Subscribe

Deloitte wants retailers to smarten up

Sibahle Malinga
By Sibahle Malinga, ITWeb senior news journalist.
Johannesburg, 23 Aug 2018
Deloitte has established an interactive Connected Retail experience at its Deloitte Greenhouse innovation space in Cape Town.
Deloitte has established an interactive Connected Retail experience at its Deloitte Greenhouse innovation space in Cape Town.

Deloitte has unveiled new technologies for the local retail shopping space.

The offerings were introduced yesterday at the Deloitte Greenhouse innovation space in Cape Town, as part of its new interactive Connected Retail experience.

This, according to the consulting firm, is part of its new focus to provide retail sector clients with the latest technologies aimed at giving them an added advantage over competitors and to capitalise on the opportunities offered by the connected retail wave.

The new technologies include connected supply chain software (analytics and live visualisation of the supply chain); connected customer and store applications (smart sensors, chatbots, smart mirror, facial recognition CCTV systems); and connected employee applications (augmented learning tools, gamified performance management apps).

They are aimed at helping retailers accelerate in four key areas: revenue growth, cost reduction, customer and employee experience, and risk management.

"Deloitte's Connected Retail offering provides emerging market retailers with the opportunity to experience real-world digital solutions and gain practical, tangible insights into every aspect of the connected retail ecosystem," explains Neville Hounsom, director at Deloitte.

"We've observed that the retailer sector both locally and globally is impacted by three major trends: firstly, Industry 4.0, which brings with it latest technologies which are changing the future of work. Secondly, we are seeing a major convergence of industries, where telcos are now building banks, and retailers are going into banking. Thirdly, there is a significant change in customer expectations around their walk-in and online shopping experience."

Deloitte says it recently strengthened its South African retail team with the addition of employees with expertise in the international and domestic retail sectors, in a move to better prepare its retail partners for the wave of innovation sweeping the local and global retail sector.

The company says it has also partnered with South African and global ecosystems and alliances in efforts to engage and collaborate with the broader retail ecosystem.

Mike Vincent, consumer industry leader at Deloitte, explains: "The new solutions are relevant to each of the retail touch points: consumer, store, workforce, supplier and supply chain management. The new wave of retail innovation will manifest itself in shorter queues at checkouts, improved shopping experience, much better selection of goods and traceability thereof, personalised and relevant special offers and the ability to have out-of-stock items delivered to customers' doors.

"Retailers globally are being disrupted by digital, yet less than one-quarter of retailers are actively doing anything about it."

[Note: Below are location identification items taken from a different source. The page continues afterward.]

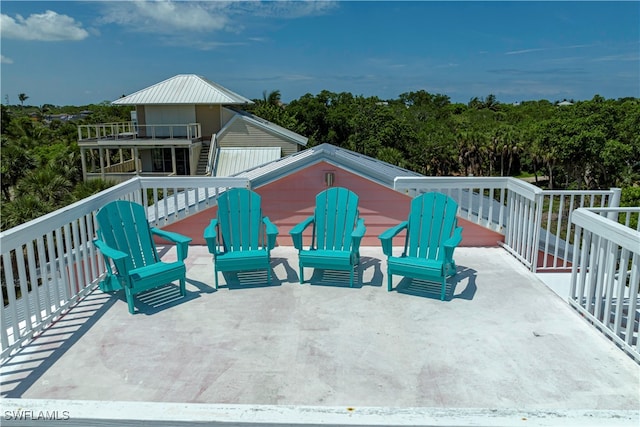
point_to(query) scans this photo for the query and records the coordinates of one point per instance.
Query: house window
(162, 161)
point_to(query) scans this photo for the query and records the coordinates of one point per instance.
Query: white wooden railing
(605, 276)
(50, 263)
(213, 148)
(131, 130)
(535, 222)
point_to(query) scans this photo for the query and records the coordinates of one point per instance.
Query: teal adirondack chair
(432, 234)
(337, 232)
(126, 242)
(240, 239)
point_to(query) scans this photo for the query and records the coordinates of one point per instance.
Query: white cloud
(168, 17)
(47, 26)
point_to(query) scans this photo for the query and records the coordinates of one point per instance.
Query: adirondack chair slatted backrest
(432, 221)
(240, 220)
(336, 214)
(123, 225)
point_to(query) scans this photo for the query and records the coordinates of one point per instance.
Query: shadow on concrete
(340, 278)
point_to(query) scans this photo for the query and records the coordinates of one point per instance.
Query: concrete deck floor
(502, 340)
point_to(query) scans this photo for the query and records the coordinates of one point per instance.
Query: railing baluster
(34, 297)
(11, 294)
(45, 269)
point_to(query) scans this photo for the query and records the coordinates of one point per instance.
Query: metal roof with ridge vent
(184, 89)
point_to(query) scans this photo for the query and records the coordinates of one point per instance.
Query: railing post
(539, 201)
(614, 202)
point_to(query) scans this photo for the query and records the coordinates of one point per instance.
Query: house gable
(290, 197)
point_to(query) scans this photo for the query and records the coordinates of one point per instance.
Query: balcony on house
(540, 324)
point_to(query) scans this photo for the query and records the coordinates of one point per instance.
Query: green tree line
(41, 168)
(586, 145)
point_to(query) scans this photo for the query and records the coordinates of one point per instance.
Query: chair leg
(183, 288)
(301, 268)
(351, 278)
(129, 295)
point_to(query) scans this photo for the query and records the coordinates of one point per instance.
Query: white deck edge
(86, 413)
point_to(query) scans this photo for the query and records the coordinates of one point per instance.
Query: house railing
(106, 132)
(535, 222)
(213, 148)
(50, 263)
(605, 275)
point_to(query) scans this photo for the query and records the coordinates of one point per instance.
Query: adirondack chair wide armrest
(358, 233)
(118, 258)
(272, 232)
(296, 232)
(182, 242)
(210, 235)
(108, 251)
(386, 238)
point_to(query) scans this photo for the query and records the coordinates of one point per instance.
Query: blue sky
(76, 53)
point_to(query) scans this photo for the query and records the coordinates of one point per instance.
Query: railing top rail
(577, 192)
(39, 226)
(29, 231)
(138, 124)
(524, 188)
(613, 231)
(192, 181)
(615, 209)
(409, 182)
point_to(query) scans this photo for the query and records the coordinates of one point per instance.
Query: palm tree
(47, 184)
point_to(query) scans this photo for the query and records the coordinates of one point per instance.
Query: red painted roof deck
(290, 199)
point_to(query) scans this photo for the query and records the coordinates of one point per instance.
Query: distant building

The range of solutions include smart mirrors that allow consumers to try on clothes without undressing, smart shelves for dynamic pricing and facial recognition CCTV systems to track the customer's journey and sentiments.

Customer experience

According to research firm IDC's Worldwide Semi-annual Cognitive Artificial Intelligence Systems Spending Guide, the retail sector will overtake banking this year to become the industry leader in cognitive and artificial intelligence (AI) spending.

The report says retail firms will invest $3.4 billion this year on a range of AI use cases, including automated customer service agents, expert shopping advisors and product recommendations, and merchandising for omni-channel operations.

Rudi Visser, head of innovation and acceleration at RCS, speaking at the RCS Retail Summit 2018 in June, said local retailers need to adopt not only a mobile-first approach, but also a mobile-only approach in their retail tech initiatives. Mobility is not only part of the retail tech journey, but is also the journey for both online and offline retail activity, he noted.

Research firm Forrester says to survive in today's competitive market, global retailers are expected to launch impressive initiatives in four key components of commerce tech this year: personalisation, omni-channel, analytics and digital store capabilities.